Overall, we were unable to find a strong emphasis of CLDN 18.2 expression at a particular tumor site. As the tumor periphery and metastases are thought to be the relevant scenes of invasion, the question about CLDN18.2’s role in tumor progression and dissemination remains unanswered. Interestingly, claudin subtypes 3 and 4 have been particularly linked to the invasive character of TOC [37]. A gene analysis found them to be among the most upregulated genes in TOC cells [38]. Knockdown of CLDN3 or CLDN4 in tumor cell lines results in reduced tight junction formation and increased invasiveness [39]. Several immunohistochemical studies could associate high expression levels of CLDN3 and CLDN4 with poorer survival [40‐42]. These findings support the hypothesis that claudin-mediated alterations in tight junction integrity with subsequent loss of polarity and cellular adhesion represent hallmarks of carcinogenesis [43].

The recently published results of the SPOTLIGHT and GLOW studies promote large expectations [15, 16]. In a large set of locally advanced or metastasized gastric cancers, a regimen of Zolbetuximab + mFOLFOX6 (5-fluoruracil plus oxaliplatin and leucovorin) showed significant superiority compared to the placebo-controlled group.

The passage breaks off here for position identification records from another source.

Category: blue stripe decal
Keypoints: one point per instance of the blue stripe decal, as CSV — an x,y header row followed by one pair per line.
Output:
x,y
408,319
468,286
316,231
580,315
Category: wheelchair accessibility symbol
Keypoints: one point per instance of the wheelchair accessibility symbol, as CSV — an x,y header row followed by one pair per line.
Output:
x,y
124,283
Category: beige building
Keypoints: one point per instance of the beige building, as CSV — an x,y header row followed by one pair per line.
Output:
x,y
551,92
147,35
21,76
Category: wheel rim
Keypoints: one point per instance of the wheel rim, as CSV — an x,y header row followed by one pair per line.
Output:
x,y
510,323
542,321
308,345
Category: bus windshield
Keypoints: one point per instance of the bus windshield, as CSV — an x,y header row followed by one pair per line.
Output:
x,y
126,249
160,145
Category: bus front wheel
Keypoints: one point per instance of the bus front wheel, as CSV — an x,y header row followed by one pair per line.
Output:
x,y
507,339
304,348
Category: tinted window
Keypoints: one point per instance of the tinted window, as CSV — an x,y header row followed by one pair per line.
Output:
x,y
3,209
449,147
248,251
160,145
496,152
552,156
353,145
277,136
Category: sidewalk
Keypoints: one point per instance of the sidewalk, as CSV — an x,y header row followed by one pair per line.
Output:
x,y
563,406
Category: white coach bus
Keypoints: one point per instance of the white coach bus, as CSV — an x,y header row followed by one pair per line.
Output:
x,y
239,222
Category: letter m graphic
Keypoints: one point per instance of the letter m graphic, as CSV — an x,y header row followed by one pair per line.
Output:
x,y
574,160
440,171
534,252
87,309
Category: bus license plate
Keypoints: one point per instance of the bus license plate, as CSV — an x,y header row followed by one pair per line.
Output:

The risk of progression or death was reduced by 25%, and the median PFS was prolonged by approximately 2 months. Median overall survival rose from 15.54 to 18.23 months, resulting in a hazard ratio concerning the risk of death of 0.75 [15]. These outcomes raise the hope of potentially being transferable to other CLDN18.2-positive entities, such as MTOCs. Its pronounced expression in the predominantly gastrointestinal differentiated MTOCs illustrates the close biological relationship of the two entities that might come along with a similar vulnerability toward targeted therapy. As our study provides evidence for the occurrence of CLDN18.2 at all tumor sites, a therapy with, e.g., Zolbetuximab might be able to temper the current therapeutic deficit in advanced MTOC. However, in view of the epidemiology of the disease, realistic expectations should be maintained. MTOCs, which are very rare anyway, are usually diagnosed at an early stage and can then be adequately treated surgically. Finding a sufficient number of patients for clinical trials has already proven to be complicated and the potential target group for an anti-CLDN18.2 therapy may be too small to arouse the serious interest of trial sponsors [44].

The restriction to immunohistochemical analyses only is obviously a limitation of this study. For a deeper understanding of CLDN18.2 gene expression in TOC, concomitant mRNA analyses would be desirable. On the other hand, with high availability and rather low cost, IHC as a diagnostic means in practical use has several advantages. Furthermore, it proves the expression of markers on a protein level. Beyond that, companion diagnostic tests for therapeutic antibodies, which in the case of CLDN18.2 already exist, are usually based on IHC [45]. Another point of criticism to mention is the relatively small statistical power of our analysis. Despite the long retrospective timeframe, only 43 cases of MTOC could eventually be assessed. Since mucinous carcinomas, compared to other subtypes of TOC, have a rather small tendency to spread metastatically, the metastases also did not reach a statistically robust number. Nonetheless, the approach succeeded in revealing certain tendencies in expression patterns and contributing additional insights to the yet scarce information on the topic.